Truly, the initiatives of Balay and other civil society organizations to push for a torture free society have borne fruits – the enactment of RA 9745 in 2009 and the ratification of the OPCAT in 2012 – however neither victims of torture remain unable to achieve justice, nor are the perpetrators held accountable. For these reasons, we believe that victims are unable to achieve complete rehabilitation over the brutal treatment they have suffered. As a matter of fact, three years after the enactment of the Anti-Torture Law of 2009, only a handful cases have been filed (among these are three test cases being handled by Balay and other civil society organizations). The attempt to prosecute perpetrators is fraught with difficulties due to a lack of transparency from the security sector and the unfamiliarity of prosecutors and judges about the law on torture. None of these cases have seen a just resolution. We are also aware of the fact that there remains countless number of individuals that have experienced torture, but are unable to report the incident due to fear or lack of access to legal services. In the end, we are convinced that torture is pervasive but not without resolution.

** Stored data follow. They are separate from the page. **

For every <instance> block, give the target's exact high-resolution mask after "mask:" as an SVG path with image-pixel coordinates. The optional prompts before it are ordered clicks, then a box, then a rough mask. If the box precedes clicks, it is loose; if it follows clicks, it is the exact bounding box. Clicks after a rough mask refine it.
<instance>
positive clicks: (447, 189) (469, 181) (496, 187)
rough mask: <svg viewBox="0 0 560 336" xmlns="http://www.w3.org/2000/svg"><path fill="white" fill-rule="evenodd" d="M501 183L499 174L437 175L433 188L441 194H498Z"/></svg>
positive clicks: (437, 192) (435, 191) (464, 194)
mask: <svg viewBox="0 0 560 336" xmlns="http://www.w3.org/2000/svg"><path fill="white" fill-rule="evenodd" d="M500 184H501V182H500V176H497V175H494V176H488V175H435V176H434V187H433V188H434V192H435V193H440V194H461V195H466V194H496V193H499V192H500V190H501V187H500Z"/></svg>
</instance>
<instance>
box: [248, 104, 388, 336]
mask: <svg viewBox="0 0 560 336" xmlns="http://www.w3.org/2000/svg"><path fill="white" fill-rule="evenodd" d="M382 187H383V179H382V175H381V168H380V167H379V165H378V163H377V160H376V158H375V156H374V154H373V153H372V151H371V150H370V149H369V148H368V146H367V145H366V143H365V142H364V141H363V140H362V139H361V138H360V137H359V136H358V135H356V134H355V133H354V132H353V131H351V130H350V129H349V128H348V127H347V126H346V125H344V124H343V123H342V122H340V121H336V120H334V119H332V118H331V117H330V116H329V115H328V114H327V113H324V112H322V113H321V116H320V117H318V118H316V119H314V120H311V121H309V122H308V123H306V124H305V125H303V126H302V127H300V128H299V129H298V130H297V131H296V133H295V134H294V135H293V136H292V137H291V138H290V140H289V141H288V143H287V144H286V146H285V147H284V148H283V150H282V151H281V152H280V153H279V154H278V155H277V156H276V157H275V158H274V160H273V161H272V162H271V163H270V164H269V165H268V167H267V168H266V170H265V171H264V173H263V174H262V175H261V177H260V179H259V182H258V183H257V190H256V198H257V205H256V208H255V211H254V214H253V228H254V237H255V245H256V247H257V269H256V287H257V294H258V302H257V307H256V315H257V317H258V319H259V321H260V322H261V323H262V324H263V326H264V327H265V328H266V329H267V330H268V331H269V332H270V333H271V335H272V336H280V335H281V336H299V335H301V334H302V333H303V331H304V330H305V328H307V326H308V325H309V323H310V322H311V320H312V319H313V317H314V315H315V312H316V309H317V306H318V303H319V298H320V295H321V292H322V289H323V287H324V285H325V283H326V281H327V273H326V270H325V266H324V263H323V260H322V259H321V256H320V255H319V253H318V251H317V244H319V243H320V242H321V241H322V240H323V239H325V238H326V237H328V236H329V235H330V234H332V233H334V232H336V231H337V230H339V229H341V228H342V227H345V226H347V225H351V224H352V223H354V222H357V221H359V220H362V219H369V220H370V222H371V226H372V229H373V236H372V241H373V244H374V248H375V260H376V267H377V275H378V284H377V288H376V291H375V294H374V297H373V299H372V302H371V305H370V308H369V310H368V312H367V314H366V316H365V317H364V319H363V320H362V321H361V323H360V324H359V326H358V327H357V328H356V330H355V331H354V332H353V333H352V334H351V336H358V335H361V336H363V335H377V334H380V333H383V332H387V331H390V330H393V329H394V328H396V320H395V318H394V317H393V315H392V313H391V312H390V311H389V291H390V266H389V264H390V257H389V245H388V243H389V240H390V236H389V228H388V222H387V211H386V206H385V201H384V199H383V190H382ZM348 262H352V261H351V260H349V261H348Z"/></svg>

Six years have passed since the first BRAT; the security sectors have issued pronouncements and commitments regarding the eradication of torture (especially after the Anti-Torture Law was enacted) however, the realization of these commitments are yet to be realized.
As we run and express our solidarity to the United Nations International Day in Support of Torture Victims, Balay calls the AFP, PNP and other related government agencies for their sincere adherence to their commitment to make the Philippines torture free. We also call for the complete rehabilitation of torture survivors. The first step to achieve this is to stop the apparent culture of impunity and make perpetrators of these horrible acts accountable and, ultimately give victims justice.